Many of us use the gym and exercise in a bid to stay in shape and keep our bodies fit but there are many other benefits exercise and physical activity can offer us. Exercise can have a huge impact on mental health and recent research from The Training Room, the leading educators of Personal Trainers (PTs) and fitness professionals, shows that more and more people are seeking advice from qualified PTs to help manage mental health issues. More than 55% of the PTs questioned reported that they are seeing an increase in clients approach them for help and support around mental health concerns.
There are countless studies which show that exercise provides some serious mental health benefits and here’s our guide to the top ones to be aware of!
Exercise reduces stress
We’ve all had those tough days at work, some more than others but if you can walk away and head to the gym, go for a run or simply go for a walk it will have a huge impact on your stress levels. Stress relief is one of the most common benefits for exercise.

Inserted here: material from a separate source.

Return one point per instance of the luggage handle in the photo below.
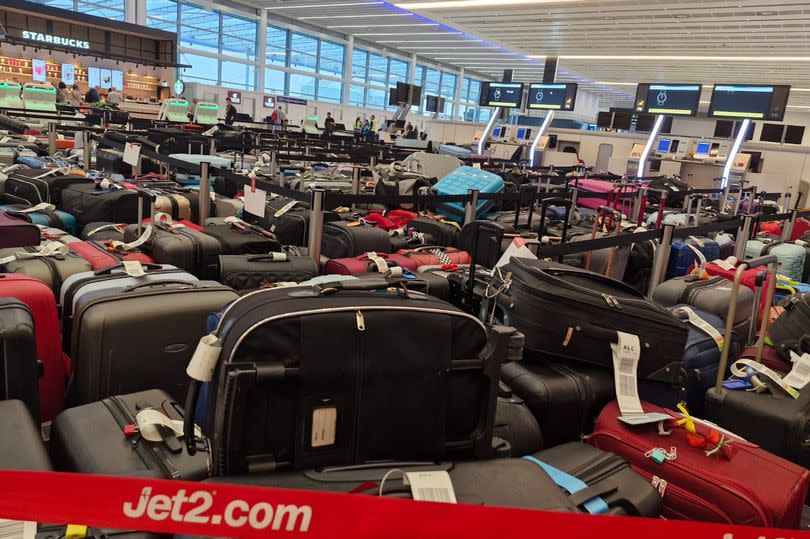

Exercise makes you more productive
Exercise increases the amount of norepinephrine released, which is a chemical that moderates the brain’s response to stress. If you have a deadline to hit and you can’t concentrate or you have a pile of work to before you can leave work, having a work out will reduce the your stress levels and actually help you concentrate and perform better!
Endorphins are amazing!
Exercise can be hard – we admit it but the results and the natural high you feel afterwards are worth the early starts or the late nights. There are numerous studies, which have found that exercise is a natural mood improver and can help alleviate symptoms of mild depression. Just 30 minutes of moderate exercise can have a huge impact on your mood.
You’re worth a million dollars
Being physically active can boost your self-esteem and improve your self image. Regardless of how much you weigh, what size, shape, age or gender you are, regular exercise can improve your own perception on how you look, your attractiveness and your self-worth.
The great outdoors
And if you feel you need an added boost of self-love why not take your work-out to the great outdoors. It’s believed that exercising outside can boost your self-esteem even further. Being in the fresh air will deliver your body a good dose of Vitamin D, which is known to lessen the chances of suffering from depression.

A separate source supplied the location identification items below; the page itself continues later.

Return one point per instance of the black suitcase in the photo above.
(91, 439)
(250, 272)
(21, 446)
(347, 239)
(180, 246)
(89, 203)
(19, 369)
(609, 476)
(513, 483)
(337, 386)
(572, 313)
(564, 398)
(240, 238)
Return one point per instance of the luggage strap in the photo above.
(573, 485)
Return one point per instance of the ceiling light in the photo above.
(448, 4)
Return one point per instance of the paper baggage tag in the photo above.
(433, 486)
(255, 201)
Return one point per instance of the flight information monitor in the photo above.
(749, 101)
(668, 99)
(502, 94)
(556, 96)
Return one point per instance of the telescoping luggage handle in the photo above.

Old age doesn’t come alone
It’s a saying you’ve all probably heard but it’s unfortunately very true. As we age, we can lose brain function and degenerative disease like Alzheimer’s kill off brain cells. Although exercise and enjoying a healthy diet won’t be able to cure Alzheimer’s it can help to defend your brain against cognitive decline.
If you’re anxious
For many, the feelings of anxiety and tension can but all too common and for some, a glass of wine and a soak in the bath can help control these feelings. However, a walk or a jog is actually a far better anxiety buster. It will leave you feeling calmer for longer.
Exercise can help to control addiction
The brain releases a chemical called dopamine, which is known as the reward chemical and it’s produced in response to any form of pleasure. Unfortunately, some people become addicted to dopamine and dependent on the substances that produce it, like drugs or alcohol. Exercise can help when recovering from such addictions.
Have you ever noticed that you sleep better after you’ve been working out and exercising more? Many people find that a work out can be the equivalent of a sleeping pill even for people who suffer from insomnia. Exercising before bedtime raises the core temperature of your body and can aid the natural sleep cycle.
Be more creative
A decent work-out can stimulate and boost creativity for up to two hours post-workout. And if you need an extra creativity boost – exercising outdoors will stimulate your creative cells further and really get those creative juices flowing.
The way in which we exercise and with whom can also have a positive impact on our mental health and wellbeing. Research suggests that working out in a group setting has its advantages, resulting in significant improvements to physical, mental, and emotional measures. The research show that group settings are better when it comes to the psychological and emotional aspects of working out.
So there you have it. Exercise is not only great for your body it’s also very much needed for your mind too. Enjoying exercise on a regular basis can improve your self-confidence, your creativity, your brain function, it can help you sleep better and it can keep you happy! If that’s not a great set of reasons to start getting active, then what is?